In China’s constantly changing online environment where thousands of brands are fighting for consumers’ attention, strong brand awareness is more important than ever. It is different than shopping in traditional brick and mortar stores, because the choices for consumers are unlimited and prices are more competitive. If a brand does not stand out, it may lose out. As a result of this competitive marketplace, brands are spending more on e-commerce platforms and generating high sales volumes. With this investment, they need to consider their brand in the short-term as well as the long term.

“The fast changing e-commerce environment tends to make brands more focused on the short-term sales growth rather than brand building for the long term. With brands spending more and more on Ecommerce platforms and generating a large percentage of total sales through Ecommerce, it is essential for brands to be able to navigate this environment. Brands in China are increasingly built bottom up, and social and commerce driven campaigns need to ladder up,” said Chris Reitermann, CEO of Ogilvy China and co-CEO of Ogilvy Asia Pacific.

Ogilvy China’s whitepaper identifies the main groups of online consumers based on shopping behavior and outlines strategies to win over and retain consumers.
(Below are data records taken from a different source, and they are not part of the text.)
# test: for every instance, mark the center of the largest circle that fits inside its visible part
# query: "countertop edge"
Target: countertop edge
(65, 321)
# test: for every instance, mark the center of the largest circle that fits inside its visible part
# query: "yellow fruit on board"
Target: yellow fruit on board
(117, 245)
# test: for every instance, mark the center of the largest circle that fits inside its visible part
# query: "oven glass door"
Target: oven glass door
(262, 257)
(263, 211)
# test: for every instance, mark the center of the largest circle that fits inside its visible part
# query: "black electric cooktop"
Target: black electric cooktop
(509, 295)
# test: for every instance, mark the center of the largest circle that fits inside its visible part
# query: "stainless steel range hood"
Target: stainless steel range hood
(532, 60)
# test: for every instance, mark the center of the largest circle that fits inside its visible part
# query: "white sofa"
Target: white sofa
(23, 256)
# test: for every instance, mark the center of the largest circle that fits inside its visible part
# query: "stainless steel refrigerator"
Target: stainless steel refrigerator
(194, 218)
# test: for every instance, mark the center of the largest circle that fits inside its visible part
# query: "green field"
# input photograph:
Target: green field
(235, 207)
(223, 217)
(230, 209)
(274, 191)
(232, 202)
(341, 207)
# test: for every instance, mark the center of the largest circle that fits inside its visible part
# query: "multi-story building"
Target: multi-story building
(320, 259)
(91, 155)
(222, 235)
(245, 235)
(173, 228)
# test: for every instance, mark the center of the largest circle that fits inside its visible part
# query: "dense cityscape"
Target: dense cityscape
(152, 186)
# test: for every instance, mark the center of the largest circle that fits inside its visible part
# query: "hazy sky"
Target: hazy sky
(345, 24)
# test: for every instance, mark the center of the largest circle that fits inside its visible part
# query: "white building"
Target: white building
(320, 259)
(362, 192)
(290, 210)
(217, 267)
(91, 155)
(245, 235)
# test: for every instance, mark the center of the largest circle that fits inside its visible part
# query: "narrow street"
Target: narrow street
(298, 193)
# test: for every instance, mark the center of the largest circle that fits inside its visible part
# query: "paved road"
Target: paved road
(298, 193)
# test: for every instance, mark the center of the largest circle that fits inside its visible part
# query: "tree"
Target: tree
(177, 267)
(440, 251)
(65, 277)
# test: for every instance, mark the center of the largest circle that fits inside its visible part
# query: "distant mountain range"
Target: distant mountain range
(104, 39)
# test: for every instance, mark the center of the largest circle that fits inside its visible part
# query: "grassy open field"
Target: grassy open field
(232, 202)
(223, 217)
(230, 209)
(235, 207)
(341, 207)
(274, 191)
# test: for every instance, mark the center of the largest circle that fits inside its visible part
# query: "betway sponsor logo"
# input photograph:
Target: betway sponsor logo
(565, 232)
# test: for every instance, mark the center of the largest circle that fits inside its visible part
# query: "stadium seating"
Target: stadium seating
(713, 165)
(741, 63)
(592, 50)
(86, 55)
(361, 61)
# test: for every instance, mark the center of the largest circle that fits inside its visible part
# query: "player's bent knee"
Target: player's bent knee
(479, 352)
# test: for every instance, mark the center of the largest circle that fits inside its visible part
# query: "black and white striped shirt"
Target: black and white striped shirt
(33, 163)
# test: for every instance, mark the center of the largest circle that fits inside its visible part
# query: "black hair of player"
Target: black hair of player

It also shares some misconceptions behind the typical marketing strategies targeting e-commerce.

Discounting prices and offering free shipping have been popular strategies used to increase online sales in China, because they result in top line growth without bottom line increases. Yet, Ogilvy China analyzed hundreds of brands on Taobao/Tmall and identified a strong correlation between brand power and greater search exposure. Among the 10 categories they assessed (apparel men, baby care, beer, body care, cooking oil, dairy and milk product, face care, hair care, household appliances, and mobile), brand power directly linked to search volume across all categories. The finding: On average the best known brands have 15 times larger search volume that less known brands.

Ogilvy China also performed a similar analysis for price variance, defined as the range of price movement on e-commerce over a 12-month period. The finding: The higher the price variance, the more likely the brand is relying on price promotions. In most categories, the stronger the brand power, the less likely the brand relies on price promotion to drive volume. While there are some exceptions, like hair care and television, where brands reduced prices to gain market share the brands that stand out are more apt to maintain premium prices.

The whitepaper concludes that “brands and e-commerce need each other. In this mutually beneficial relationship, ecommerce offers brands options to simplify choice, provide shortcuts and build value amid an infinite sea of possibilities, while branded marketing in ecommerce creates visibility, trust and engagement with the consumer.”

Despite the challenges brands face with the fast-changing dynamics of the e-commerce marketplace, there are opportunities. It may just involve less conventional and more forward-looking strategies that use data and technology to better understand consumers’ needs and to generate ideal brand exposure.